"Les Grands" : notre avis sur la nouvelle série signature d'OCS

TÉLÉ
CRITIQUE - OCS lance ce jeudi 3 novembre "Les Grands", sa nouvelle série produite par Raphaël Rocher et Henri Debeurme (Lazy Company). Elle suit sur 10 épisodes des collégiens dont le quotidien est perturbé par l'arrivée d'un distributeur de préservatifs. LCI a pu voir cette nouvelle comédie et vous livre son avis très enthousiaste.

Quelques mois après Irresponsable , diffusée le 20 juin dernier, OCS frappe encore avec Les Grands, une nouvelle comédie française très réussie qui débute ce jeudi 3 novembre à 20h40 sur OCS City. Oubliez le monde adulte, la série nous amène cette fois au collège, où quatre collégiens, Hugo (Théophile Baquet), Ilyès (Sami Outalbali), Avril (Pauline Serieys) et Boogie (Grégoire Montana-Haroche), entrent en 3ème et s'apprêtent à vivre une année très différente des précédentes. 


La mise en place d’un distributeur de préservatifs dans les toilettes va venir bouleverser leur année, alors que le principal (incarné par Laurent Bateau) explique qu'un quart des élèves fera l’amour pour la première fois cette année-là. Et l'arrivée d'une nouvelle élève : MJ (Adèle Wismes), va changer beaucoup de choses pour nos jeunes héros. Entre découvertes sexuelles, recherches d’identité, histoires d’amour et d’amitié...

Un sujet intemporel

Authenticité, justesse, sensibilité, émotions, voilà les mots qui peuvent définir Les Grands, le portrait d'une jeunesse en pleine recherche de repères, alors qu'une nouvelle ère s'offre à eux. Ce petit objet qu'est le préservatif vient jouer avec leur esprit, leur permet de fantasmer, de rêver, d'imaginer une première fois,  parfaite ou imparfaite, peu importe, tant qu'ils font partie de ce quart de chanceux élèves. La série n'hésite jamais à mélanger la comédie et le drame, comme un symbole d'une adolescence  où rien n'est immuable. Cette période un peu instable où on se cherche, où il est bon ton de défier l'autorité pour s'affirmer.
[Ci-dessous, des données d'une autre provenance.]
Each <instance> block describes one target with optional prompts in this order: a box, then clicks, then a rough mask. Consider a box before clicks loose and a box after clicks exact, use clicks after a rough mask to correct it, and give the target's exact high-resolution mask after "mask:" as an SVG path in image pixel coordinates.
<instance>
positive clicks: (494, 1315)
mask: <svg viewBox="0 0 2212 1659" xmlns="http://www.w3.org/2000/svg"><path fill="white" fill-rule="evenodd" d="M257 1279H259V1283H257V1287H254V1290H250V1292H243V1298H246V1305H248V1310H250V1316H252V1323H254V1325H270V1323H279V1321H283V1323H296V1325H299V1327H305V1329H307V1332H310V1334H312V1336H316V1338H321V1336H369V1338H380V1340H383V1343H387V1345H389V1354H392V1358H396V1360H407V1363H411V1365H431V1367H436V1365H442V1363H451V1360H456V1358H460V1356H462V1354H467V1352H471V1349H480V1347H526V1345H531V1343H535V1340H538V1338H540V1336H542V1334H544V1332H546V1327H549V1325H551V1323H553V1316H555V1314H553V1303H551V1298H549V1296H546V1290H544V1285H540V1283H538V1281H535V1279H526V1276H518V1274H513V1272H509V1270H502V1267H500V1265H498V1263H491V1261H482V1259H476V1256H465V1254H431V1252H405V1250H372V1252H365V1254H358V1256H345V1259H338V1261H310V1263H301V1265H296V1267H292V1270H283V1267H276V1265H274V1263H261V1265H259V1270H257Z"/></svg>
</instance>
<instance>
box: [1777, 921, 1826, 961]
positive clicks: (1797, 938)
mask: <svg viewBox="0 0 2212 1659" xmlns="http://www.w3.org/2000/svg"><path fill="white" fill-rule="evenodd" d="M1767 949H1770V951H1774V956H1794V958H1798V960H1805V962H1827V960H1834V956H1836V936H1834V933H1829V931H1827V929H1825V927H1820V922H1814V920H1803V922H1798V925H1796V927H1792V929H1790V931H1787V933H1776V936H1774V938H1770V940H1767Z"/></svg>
Mais la poésie et la musique s'invitent aussi chez ces Grands, l'émotion, les rires, les doutes et les peurs s'enchaînent comme des notes pour nous offrir une belle partition constituée par Benjamin Parent et Joris Morio,  les deux créateurs. Les influences sont évidentes : De Skins à Angela 15 ans, en passant par Freaks and Geeks de Judd Apatow. Mais ce qui fait la force de la série c'est sa singularité et sa particularité à piocher chez ses ainés sans jamais copier. Elle raconte sa propre histoire, dévoile son propre univers intemporel. Seul petit défaut, qui n'entache cependant pas cette belle oeuvre sensible : une année entière est retracée en seulement 10 épisodes, ce qui rend le récit -un peu - décousu par moments.